For the Mets, the sign-stealing saga that has now brought upheaval to the Astros and Red Sox is the flood in the apartment above you. It is not your flood. But here it is seeping into your apartment.
It is a perfect storm of bad for an organization that has been tripped up over the years by so many of their own missteps:
1) The Astros have been the most hated organization in the majors. So all of their competitors have wanted as much negative fallout for Houston as possible.
2) Yet, I have not found an outside executive who thinks Houston was punished enough in the rulings announced Monday by Commissioner Rob Manfred. In some form I have heard that now former Houston manager A.J. Hinch and president of baseball operations Jeff Luhnow should have been permanently banned and/or that the Astros should have forfeited the ability to sign players internationally for a few years, not just lost draft picks, and/or their 2017 title should be vacated and/or that players should have been punished.
3) Beltran is the only player mentioned in MLB’s report. The implication is clear — he was not just a beneficiary of the sign-stealing knowledge; he was involved in establishing the mechanism to cheat. And he no longer is a player. He is now a manager.
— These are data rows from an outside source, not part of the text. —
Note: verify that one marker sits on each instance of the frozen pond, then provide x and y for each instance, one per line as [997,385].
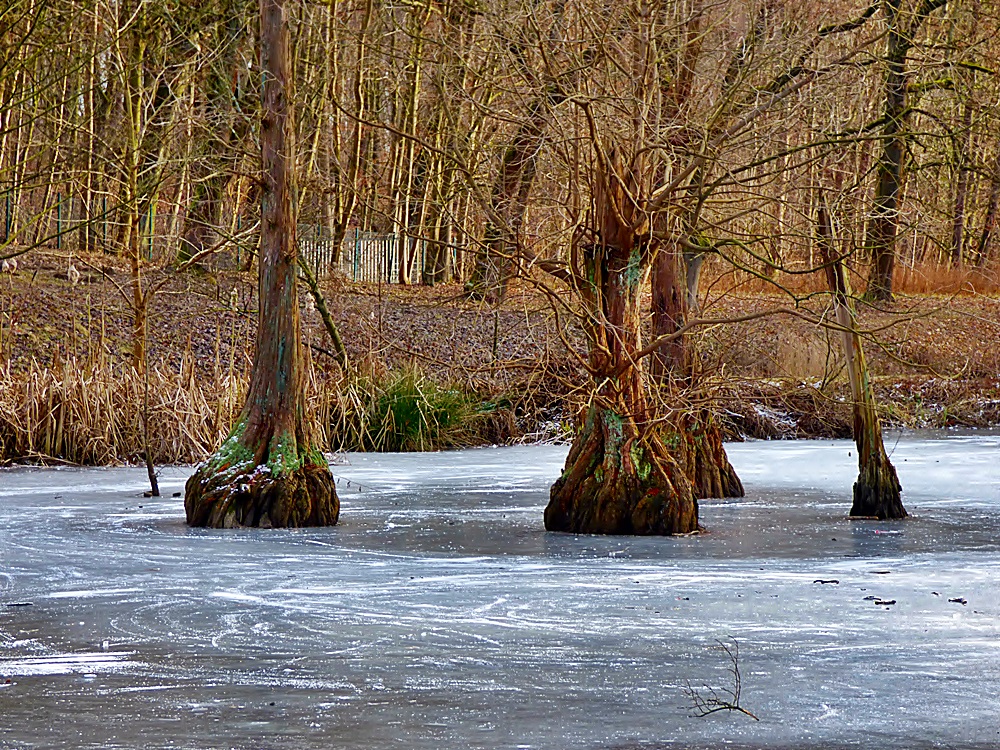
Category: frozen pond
[439,614]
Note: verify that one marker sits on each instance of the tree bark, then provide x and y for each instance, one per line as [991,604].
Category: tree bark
[961,188]
[877,490]
[990,220]
[694,437]
[268,472]
[619,478]
[883,225]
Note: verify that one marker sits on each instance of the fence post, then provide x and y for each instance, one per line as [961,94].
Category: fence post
[356,249]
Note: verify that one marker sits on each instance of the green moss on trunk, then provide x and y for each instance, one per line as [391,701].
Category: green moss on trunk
[620,480]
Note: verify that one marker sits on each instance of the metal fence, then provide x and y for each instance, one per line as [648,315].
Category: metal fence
[364,256]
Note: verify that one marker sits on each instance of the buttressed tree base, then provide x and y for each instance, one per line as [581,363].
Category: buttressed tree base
[268,473]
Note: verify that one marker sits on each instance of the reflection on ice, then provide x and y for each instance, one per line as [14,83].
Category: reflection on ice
[440,615]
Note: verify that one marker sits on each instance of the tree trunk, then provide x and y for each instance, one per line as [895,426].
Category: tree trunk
[883,225]
[961,189]
[694,437]
[990,221]
[267,472]
[619,478]
[877,490]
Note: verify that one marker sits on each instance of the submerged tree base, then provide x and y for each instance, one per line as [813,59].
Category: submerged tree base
[877,494]
[232,490]
[698,447]
[620,480]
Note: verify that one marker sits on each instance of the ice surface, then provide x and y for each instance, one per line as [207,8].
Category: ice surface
[439,614]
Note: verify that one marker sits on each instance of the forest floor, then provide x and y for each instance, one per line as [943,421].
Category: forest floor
[935,359]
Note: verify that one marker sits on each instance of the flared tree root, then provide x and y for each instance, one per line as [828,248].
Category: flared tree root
[620,480]
[697,445]
[877,493]
[287,488]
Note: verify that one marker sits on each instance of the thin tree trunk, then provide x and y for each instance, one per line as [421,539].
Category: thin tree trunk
[990,220]
[877,489]
[883,224]
[961,189]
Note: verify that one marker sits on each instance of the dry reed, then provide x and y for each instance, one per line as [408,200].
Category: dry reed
[91,413]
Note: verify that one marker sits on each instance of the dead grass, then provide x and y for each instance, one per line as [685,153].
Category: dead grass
[916,280]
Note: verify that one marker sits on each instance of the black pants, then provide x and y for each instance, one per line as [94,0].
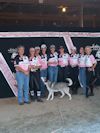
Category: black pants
[74,72]
[63,73]
[35,83]
[89,81]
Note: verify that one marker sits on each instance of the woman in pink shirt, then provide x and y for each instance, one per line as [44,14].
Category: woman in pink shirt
[43,69]
[90,70]
[82,69]
[63,65]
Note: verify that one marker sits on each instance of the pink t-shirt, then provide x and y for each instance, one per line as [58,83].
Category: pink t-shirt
[53,59]
[22,62]
[43,61]
[73,60]
[63,60]
[82,61]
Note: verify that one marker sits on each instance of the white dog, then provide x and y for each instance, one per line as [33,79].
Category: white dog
[58,87]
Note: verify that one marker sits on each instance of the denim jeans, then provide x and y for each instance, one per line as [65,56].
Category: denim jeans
[23,87]
[82,78]
[43,73]
[52,73]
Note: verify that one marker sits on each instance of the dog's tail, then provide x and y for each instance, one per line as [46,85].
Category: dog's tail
[70,81]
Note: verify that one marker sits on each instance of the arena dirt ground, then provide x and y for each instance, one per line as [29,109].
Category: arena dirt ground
[80,115]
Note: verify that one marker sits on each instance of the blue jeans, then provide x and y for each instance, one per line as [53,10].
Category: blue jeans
[23,87]
[43,73]
[52,73]
[82,78]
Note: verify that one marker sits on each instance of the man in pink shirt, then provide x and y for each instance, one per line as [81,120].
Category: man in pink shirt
[90,70]
[82,69]
[63,65]
[74,69]
[43,69]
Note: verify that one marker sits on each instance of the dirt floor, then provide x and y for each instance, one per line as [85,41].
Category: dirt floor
[80,115]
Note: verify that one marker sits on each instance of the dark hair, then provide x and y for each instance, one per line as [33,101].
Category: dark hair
[20,46]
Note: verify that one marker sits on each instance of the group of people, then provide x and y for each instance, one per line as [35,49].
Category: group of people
[55,67]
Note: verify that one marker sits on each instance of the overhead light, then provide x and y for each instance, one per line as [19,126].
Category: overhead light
[64,9]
He is in an authority position.
4) Because of the sport-wide anger, it is possible more people will come forward and make revelations, particularly about Beltran’s involvement. That would be the worst case for the Mets — to stand by Beltran and/or have a press conference in which he addresses this for what they hope is the only time, and in drips and drabs more damning info flows out.
5) The Mets are a win-now team. They already were going to try to win now with a rookie manager. Which is difficult. It just got way more difficult — and not only because reporters will be asking questions. Will Mets players question the authority of someone involved in this scheme?
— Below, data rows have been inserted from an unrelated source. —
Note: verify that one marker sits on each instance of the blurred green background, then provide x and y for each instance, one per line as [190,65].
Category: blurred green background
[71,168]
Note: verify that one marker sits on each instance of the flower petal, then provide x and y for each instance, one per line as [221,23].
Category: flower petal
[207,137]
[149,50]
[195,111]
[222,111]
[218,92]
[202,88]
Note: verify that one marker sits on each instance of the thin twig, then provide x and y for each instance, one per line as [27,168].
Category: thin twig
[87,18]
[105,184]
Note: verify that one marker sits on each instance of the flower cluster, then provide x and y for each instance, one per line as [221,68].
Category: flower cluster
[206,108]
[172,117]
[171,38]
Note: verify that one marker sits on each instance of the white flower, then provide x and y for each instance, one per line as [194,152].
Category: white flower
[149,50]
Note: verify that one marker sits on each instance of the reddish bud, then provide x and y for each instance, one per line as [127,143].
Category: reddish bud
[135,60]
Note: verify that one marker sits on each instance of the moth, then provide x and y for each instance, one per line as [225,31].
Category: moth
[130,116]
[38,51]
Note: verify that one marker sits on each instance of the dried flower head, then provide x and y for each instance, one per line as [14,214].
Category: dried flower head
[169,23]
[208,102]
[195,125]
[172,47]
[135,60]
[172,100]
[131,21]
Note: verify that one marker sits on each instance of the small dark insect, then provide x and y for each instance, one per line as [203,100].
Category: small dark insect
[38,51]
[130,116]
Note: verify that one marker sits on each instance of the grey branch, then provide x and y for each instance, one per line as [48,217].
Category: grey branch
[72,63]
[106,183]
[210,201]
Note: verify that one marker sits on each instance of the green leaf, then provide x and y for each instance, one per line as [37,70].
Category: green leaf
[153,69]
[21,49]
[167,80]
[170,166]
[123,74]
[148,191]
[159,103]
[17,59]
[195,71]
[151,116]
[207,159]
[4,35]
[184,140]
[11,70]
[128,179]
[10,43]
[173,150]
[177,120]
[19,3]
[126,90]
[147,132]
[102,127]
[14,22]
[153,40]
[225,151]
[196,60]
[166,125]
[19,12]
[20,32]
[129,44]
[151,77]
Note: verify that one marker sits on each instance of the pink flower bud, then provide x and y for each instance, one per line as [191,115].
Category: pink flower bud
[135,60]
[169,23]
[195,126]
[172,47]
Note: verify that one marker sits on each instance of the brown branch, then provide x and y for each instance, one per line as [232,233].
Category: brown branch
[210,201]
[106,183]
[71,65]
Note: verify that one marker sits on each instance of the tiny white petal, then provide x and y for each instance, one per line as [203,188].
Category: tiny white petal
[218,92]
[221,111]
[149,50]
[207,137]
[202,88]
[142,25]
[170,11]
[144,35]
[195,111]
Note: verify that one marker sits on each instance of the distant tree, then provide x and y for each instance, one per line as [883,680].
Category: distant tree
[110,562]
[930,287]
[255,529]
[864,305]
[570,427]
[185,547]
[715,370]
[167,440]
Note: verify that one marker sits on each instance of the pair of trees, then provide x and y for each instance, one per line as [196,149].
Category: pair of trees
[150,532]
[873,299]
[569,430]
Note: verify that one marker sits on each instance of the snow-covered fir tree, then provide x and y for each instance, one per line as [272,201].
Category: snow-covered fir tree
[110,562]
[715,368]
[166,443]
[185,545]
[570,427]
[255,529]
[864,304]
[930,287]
That might not be a problem for J.D. Davis/Jake Marisnick who played on the 2017 Astros (what did they know and when did they know it?). But what about those who played against the ’17 Astros like Marcus Stroman, Jed Lowrie and Wilson Ramos? I will keep out Dellin Betances and Robinson Cano, who have pre-existing strong relationships with Beltran.
This all leaves the Mets in a tough spot — this is not their flood and yet the water is seeping in. Beltran was with a different organization, in a different role and ultimately was not punished here by MLB. But he wasn’t punished because he was a player and MLB did not want that mess of trying to suspend players for a variety of reasons, including having a protracted fight with the union. But the report makes pretty clear by Beltran’s inclusion as the ONLY player mentioned that he was not just a bystander here.
The Mets want to avoid joining Houston and Boston in looking for a manager at this late date. It is possible that Beltran will navigate this at a press gathering and everyone will buy some form of an explanation (see: Alex Rodriguez’s 2009 PED excuse) that 2017 was a “loosey-goosey” era when it came to using the new tech to decode signs and Beltran didn’t know he was cheating, simply thinking he was using what was at his disposal to do what he has always done: to try to get an edge by knowing what was coming.
That will be nonsense because — like players with steroids — Houston was trying to hide what it was doing. The Astros knew this was illegal. Hinch broke two of the monitors used for cheating. He didn’t do this because it was loosey-goosey. Beltran knew what was being done was illegal. He and the Astros did it anyway. He cheated. He knew it. Period.
Brodie Van Wagenen made a big deal about “trust” in explaining why he was hiring Beltran in early November. How does that read today for the organization? Did Beltran tell the Mets the truth about his involvement with the Astros at the outset of these revelations? Or did they have to find out from the Commissioners Office what he told investigators? How is that trust today before pitchers and catchers have even reported?
At this moment, Beltran and the Mets have gone publicly silent. They can only play that four corners of avoidance for so long. The flood from the apartment upstairs is now in their house.